Alan wanted a boy named Harry. It made sense– his grandfather was a Harry, her grandfather was a Harry– they could kill two birds with one stone, and honor both of them with one kid. Laura hated the name Harry. Their son would be Harry Katz, and that was a kid waiting to be teased. Still, she relented.
Laura wanted a girl named Zoë. She loved the name ever since she was a teenager. Alan was against it– how could a computer ever type the two dots above the E? It wasn’t practical.
They were interrupted by a woman one table over. She turned in her chair, a smile on her face.
“I hate to interrupt,” She said, “but my daughter is named Zoe. And she is one of the most beautiful, vibrant, joyous girls to live. Zoe is a beautiful name– did you know it means life in Greek?”
So it was settled. They would name the baby Zoe– if they dropped the diacritic. And a few months later, Harrison John Katz was born.

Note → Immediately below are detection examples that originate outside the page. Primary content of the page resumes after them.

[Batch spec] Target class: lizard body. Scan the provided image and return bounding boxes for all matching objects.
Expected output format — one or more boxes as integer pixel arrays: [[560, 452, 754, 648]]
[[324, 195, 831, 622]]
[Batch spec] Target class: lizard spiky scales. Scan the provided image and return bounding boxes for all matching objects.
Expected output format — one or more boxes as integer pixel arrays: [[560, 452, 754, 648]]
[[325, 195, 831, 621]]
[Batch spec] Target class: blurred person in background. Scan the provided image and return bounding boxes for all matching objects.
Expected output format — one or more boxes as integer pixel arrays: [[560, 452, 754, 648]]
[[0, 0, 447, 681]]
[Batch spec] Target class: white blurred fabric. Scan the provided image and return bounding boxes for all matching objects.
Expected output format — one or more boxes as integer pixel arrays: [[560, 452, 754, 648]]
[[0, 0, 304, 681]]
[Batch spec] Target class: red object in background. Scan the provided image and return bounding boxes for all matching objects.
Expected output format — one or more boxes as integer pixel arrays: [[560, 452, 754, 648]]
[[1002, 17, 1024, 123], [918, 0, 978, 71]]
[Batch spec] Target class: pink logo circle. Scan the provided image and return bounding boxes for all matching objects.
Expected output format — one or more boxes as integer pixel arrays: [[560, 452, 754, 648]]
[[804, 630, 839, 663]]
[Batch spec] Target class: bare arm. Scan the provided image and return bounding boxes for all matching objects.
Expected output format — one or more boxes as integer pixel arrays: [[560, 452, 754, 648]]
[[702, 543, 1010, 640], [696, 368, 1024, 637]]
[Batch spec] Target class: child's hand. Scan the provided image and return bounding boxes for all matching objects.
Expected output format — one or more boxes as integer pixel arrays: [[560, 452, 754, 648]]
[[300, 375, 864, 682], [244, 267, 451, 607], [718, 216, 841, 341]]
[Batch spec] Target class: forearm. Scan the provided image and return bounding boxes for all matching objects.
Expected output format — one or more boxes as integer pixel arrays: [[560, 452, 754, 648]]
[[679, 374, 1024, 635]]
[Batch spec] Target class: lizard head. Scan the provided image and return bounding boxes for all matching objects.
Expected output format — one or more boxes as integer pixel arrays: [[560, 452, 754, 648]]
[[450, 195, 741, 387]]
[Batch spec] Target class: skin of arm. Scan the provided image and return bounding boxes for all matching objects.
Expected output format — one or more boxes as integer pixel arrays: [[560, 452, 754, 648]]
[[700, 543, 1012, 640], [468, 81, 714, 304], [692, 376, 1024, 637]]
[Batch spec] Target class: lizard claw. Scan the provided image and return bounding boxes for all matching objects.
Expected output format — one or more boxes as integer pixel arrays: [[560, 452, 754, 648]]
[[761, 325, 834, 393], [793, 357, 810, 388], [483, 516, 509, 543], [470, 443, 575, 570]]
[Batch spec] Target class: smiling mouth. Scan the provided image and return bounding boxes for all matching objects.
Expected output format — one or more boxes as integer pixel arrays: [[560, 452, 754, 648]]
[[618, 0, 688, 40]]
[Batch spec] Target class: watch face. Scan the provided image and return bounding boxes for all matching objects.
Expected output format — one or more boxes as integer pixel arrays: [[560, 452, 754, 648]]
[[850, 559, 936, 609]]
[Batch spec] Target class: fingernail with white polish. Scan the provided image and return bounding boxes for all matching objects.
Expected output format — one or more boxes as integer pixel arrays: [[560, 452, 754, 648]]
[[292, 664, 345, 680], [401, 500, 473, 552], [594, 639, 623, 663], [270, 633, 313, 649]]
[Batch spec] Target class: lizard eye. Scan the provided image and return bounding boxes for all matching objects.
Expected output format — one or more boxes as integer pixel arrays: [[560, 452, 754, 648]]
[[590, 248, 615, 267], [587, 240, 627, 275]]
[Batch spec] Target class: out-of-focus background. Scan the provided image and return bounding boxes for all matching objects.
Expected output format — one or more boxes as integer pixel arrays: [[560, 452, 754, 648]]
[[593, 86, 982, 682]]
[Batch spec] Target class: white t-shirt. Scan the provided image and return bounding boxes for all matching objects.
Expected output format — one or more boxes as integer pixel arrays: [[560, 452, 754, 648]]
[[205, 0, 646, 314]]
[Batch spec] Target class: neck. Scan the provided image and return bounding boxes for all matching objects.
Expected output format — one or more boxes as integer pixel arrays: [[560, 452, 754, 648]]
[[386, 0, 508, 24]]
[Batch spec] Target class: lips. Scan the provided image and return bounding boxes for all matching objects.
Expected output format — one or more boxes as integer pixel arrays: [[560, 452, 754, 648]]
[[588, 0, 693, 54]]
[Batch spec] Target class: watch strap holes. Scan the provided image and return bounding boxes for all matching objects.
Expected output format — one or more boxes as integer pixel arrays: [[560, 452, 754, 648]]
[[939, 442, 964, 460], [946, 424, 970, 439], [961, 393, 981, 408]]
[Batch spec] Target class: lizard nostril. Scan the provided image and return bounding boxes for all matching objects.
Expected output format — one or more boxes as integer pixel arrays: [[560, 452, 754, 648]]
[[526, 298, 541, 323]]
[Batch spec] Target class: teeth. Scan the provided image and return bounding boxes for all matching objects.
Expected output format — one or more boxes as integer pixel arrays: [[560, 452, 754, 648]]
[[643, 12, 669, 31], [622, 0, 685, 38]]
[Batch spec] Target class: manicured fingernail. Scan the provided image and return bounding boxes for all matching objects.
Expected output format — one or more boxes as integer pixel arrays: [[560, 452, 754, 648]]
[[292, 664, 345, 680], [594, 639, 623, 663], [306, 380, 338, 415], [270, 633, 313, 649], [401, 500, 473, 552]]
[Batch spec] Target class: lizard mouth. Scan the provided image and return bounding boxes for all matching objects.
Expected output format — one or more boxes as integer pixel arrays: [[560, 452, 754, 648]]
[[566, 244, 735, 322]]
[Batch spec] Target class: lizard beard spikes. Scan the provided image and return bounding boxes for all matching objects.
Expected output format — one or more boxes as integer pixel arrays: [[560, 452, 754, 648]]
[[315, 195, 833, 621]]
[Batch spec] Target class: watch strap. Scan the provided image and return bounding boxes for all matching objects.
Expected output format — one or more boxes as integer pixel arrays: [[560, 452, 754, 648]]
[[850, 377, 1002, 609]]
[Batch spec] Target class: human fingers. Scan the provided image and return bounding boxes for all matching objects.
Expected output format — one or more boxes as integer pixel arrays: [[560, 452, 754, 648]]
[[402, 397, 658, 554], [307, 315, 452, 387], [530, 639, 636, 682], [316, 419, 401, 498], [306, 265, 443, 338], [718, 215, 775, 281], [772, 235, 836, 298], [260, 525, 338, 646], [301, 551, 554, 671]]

Three years later, my parents finally got to use the name Zoe. To me, the name Zoe has always been so fitting, so beautiful, that I could never imagine anything else. But I nearly wasn’t Zoe– my parents had an entire other name picked out, for a boy who was never born. They had picked out such a meaningful name for my brother, that surely they would choose one equally as beautiful for their second son.
They chose Greg.
Why the hell would they choose Greg? I didn’t know a single Greg. I had no uncles, nor grandfathers named Greg. I didn’t even know any strangers named Greg. To me, the name seemed so pedestrian, so dissimilar to the whimsy of Zoe, that it was almost offensive.
My brother had Zoe (Zoe!) as a backup. And I had Greg?
Even my sister, who was born six years after me, had two beautiful, meaningful given names. If she were a girl, she would be Frances, honoring my great-grandmother who passed away a few months before she was born. If she were a boy, she would be Noah, the leader of the ark, the forefather of Judaism, the man who entered into the first covenant with G-d.
But I had Greg.
Gregs do not change the world. Gregs do not make art, nor write symphonies, nor become president. There are no king Gregs. There are no statues to Gregs. Sure, there is plenty of beauty and honor in the name Gregory, but I wouldn’t be called Gregory. I would be called Greg.
Who would Greg Katz be? Would he be as comedic as I? As attention-seeking? A middle child, waiting for the spotlight, with a flair for the dramatic and an astounding ability to mismanage money? Would he be a good son? A good student? A good person? Or would he be as ordinary as his name?
Would the world be the same, if there was never a Zoe Katz in it?
Thankfully, I am not Greg Katz. Just as my sister is not Noah, nor is my brother Zoe. Just as you are not Will, or Anne, or Sonya, or James.
I am Zoe, the Greek transliteration of the Hebrew Eve, born of the Hellenization of the wandering Jews. A name, like Eve, is G-d-given, birthed from the ashes, fertilized in the soil of the garden of Eden. I am Zoe, and all the vibrancy and hope that name carries. I have grown into this immense, expressive name, the name of queens, of stars, of the mother of life itself. I am the humidity of the August day I was born. I am the laughter I cause, and the tears that I cry. I am the infinite sadness and optimism and multitudes that exist within me.
But somewhere, I am Greg. A name I once thought of as pedestrian. As boring. As unimportant. I am Greg, who, I learned, was my father’s best friend from college. Greg, who was just as full of life and laughter as I am today. A man that passed away, lymph-nodes cancerous and swollen, too young, taken before his time.
I am Zoe. But more importantly, I was almost Greg.
This essay was written for ENG-208, Intro to Non-Fiction Writing and was selected as an example of the best work in the class. The prompt was to write an essay about your name to introduce yourself to the class.